Five of us had a meeting this morning with Senator Capito's staff in Morgantown. We thought we would be talking to her local rep but instead her legislative director was there.
He listened to our rants about Trump's impeachable offenses and offered pushback along the lines of "what is impeachable?", "no one is talking to her about it", and "she should do what her constituents want". What her constituents want is a fix for miner’s pensions, improved infrastructure, and help with the opioid epidemic. We made it clear that at least five of her constituents considered a constitutional crisis something we cared about.
He said she is committed to a trial in the Senate and opposed to summarily dropping charges (he said McConnell is also, which was news to us). She has said that so far she hasn’t heard anything that would make her vote to convict. (She also hasn’t said that she has heard anything that would make her vote to acquit- she has been very quiet on the subject.)

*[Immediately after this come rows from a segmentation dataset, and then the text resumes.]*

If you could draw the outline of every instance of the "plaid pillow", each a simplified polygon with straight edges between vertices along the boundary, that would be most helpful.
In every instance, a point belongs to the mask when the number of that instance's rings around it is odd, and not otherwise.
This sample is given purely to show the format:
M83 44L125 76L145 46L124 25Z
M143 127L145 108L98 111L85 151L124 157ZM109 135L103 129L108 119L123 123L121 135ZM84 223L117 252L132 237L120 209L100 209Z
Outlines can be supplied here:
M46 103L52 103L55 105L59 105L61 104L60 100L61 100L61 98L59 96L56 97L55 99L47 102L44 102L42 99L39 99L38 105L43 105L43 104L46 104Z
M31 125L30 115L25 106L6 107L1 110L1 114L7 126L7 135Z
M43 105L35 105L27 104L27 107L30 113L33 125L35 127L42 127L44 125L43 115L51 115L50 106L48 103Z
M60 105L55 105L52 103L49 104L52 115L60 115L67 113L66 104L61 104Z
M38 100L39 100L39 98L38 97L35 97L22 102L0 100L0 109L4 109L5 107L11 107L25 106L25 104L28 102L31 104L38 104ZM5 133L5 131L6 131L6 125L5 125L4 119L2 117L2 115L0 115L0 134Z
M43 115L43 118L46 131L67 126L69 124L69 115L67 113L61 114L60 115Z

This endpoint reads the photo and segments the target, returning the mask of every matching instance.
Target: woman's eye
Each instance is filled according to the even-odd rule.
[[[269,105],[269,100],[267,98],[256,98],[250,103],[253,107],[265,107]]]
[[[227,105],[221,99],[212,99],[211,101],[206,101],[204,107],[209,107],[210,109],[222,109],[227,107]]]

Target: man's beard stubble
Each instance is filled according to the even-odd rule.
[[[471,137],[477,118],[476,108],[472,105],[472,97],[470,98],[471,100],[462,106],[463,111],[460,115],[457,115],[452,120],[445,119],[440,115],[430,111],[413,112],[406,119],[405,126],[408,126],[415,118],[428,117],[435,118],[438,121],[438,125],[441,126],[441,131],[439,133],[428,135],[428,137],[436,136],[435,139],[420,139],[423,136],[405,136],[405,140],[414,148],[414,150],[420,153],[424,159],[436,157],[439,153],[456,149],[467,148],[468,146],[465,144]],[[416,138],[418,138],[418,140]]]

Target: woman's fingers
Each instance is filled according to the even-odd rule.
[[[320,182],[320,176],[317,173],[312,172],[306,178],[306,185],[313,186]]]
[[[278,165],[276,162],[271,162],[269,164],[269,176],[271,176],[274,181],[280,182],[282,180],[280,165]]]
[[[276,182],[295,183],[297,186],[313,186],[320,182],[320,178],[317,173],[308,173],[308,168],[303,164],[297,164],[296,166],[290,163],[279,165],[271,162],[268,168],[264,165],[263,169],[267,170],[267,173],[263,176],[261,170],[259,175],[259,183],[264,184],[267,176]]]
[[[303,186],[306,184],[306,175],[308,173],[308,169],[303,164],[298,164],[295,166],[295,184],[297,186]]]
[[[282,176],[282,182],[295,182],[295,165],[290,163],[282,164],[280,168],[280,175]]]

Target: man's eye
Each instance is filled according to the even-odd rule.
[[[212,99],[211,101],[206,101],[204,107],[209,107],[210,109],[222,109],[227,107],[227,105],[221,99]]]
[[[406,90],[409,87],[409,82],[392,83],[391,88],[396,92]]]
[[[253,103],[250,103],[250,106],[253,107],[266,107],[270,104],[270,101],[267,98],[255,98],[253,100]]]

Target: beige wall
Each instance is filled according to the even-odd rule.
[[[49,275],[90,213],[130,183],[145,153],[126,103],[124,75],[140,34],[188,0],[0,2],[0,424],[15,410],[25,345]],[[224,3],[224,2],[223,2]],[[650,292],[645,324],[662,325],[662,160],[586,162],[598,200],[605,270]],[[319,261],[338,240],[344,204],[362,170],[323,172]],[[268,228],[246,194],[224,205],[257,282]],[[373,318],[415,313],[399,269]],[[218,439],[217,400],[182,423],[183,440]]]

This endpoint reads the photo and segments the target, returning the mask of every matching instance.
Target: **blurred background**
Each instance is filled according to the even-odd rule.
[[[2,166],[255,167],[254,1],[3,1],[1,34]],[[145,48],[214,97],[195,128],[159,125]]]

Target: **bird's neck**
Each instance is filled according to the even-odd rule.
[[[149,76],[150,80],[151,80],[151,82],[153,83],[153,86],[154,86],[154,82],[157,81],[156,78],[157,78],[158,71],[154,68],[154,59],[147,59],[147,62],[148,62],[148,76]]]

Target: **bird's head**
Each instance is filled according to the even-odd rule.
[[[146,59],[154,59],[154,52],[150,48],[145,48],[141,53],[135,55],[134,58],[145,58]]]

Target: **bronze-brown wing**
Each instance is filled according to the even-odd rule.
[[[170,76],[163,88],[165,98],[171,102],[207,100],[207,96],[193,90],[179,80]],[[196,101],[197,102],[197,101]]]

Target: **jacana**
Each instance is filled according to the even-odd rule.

He talked about the Clinton impeachment process and someone said that Nixon was more relevant. I piped up and said that Judge Alcee Hastings was even closer since he was impeached and convicted by his own party for taking a bribe. He then said something that blew me out of the water:
I have been talking to people involved in the Hastings trial. Conviction takes 67 votes. But once they have voted to convict it only takes 51 votes to permanently disqualify that person from ever holding federal office again. No one realized that, and Hastings went on to run for the House and is still a representative 20 years later.
I couldn't believe that a senior Republican Senate staffer was gratuitously pointing out that they could disqualify as well as convict. I had no clue, but it has only been done three times in our history and I am not a legal scholar. So they are talking about the possibility that if they do develop spines and vote him out, they can also make sure that he can never come back to power. And the latter will take only a couple of Republican votes.
All in all it was an interesting conversation. He stayed on script and didn’t give much ground. But he did listen to us and didn’t disparage us. I am not counting on Captito voting to convict, but I expect she is one of the ones Jeff Flake was referring to when he said a secret ballot would convict Trump in a heartbeat.